We can write a service to handle dealing with crawling our own site using a headless browser, like phantomjs or zombiejs, taking a snapshot of the page with rendered data and storing it as HTML. Whenever we see the query string ?_escaped_fragment_ in a search request, we can deliver the static HTML snapshot we took of the page instead of the pre-rendered page through only JS. This requires us to have a backend that delivers our pages with conditional logic in the middle. We can use something like prerender.io's backend as a starting point to run this ourselves. Of course, we still need to handle the proxying and the snippet handling, but it's a good start.

With a paid service

The easiest and the fastest way to get content into search engine is to use a service Brombone, seo.js, seo4ajax, and prerender.io are good examples of these that will host the above content rendering for you. This is a good option for the times when we don't want to deal with running a server/proxy.
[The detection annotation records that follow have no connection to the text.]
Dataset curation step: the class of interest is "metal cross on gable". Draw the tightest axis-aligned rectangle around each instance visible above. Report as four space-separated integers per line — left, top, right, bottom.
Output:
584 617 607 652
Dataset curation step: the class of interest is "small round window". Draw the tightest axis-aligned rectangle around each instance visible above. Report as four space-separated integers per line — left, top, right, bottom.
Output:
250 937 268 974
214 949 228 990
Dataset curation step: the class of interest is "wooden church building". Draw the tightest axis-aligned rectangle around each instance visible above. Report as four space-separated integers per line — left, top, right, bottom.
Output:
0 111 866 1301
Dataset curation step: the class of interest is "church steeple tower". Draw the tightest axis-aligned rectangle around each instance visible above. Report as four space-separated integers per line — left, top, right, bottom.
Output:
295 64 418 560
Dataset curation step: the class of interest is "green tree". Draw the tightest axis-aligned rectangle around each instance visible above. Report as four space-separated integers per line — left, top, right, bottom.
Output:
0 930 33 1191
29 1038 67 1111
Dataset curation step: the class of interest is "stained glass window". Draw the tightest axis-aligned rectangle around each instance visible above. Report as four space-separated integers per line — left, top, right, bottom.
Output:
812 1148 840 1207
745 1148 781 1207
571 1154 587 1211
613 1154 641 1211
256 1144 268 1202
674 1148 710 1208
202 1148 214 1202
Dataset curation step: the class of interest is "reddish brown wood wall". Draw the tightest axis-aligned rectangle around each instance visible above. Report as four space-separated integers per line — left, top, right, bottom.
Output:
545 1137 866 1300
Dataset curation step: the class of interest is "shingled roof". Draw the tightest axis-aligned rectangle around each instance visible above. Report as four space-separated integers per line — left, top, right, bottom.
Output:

Also, it's usually super quick.

For more information about Angular and SEO, we wrote an extensive tutorial on it at http://www.ng-newsletter.com/posts/serious-angular-seo.html and we detailed it even more in our book ng-book: The Complete Book on AngularJS. Check it out at ng-book.com.


As of now Google has changed their AJAX crawling proposal.

Times have changed. Today, as long as you're not blocking Googlebot from crawling your JavaScript or CSS files, we are generally able to render and understand your web pages like modern browsers.

tl;dr: [Google] are no longer recommending the AJAX crawling proposal [Google] made back in 2009.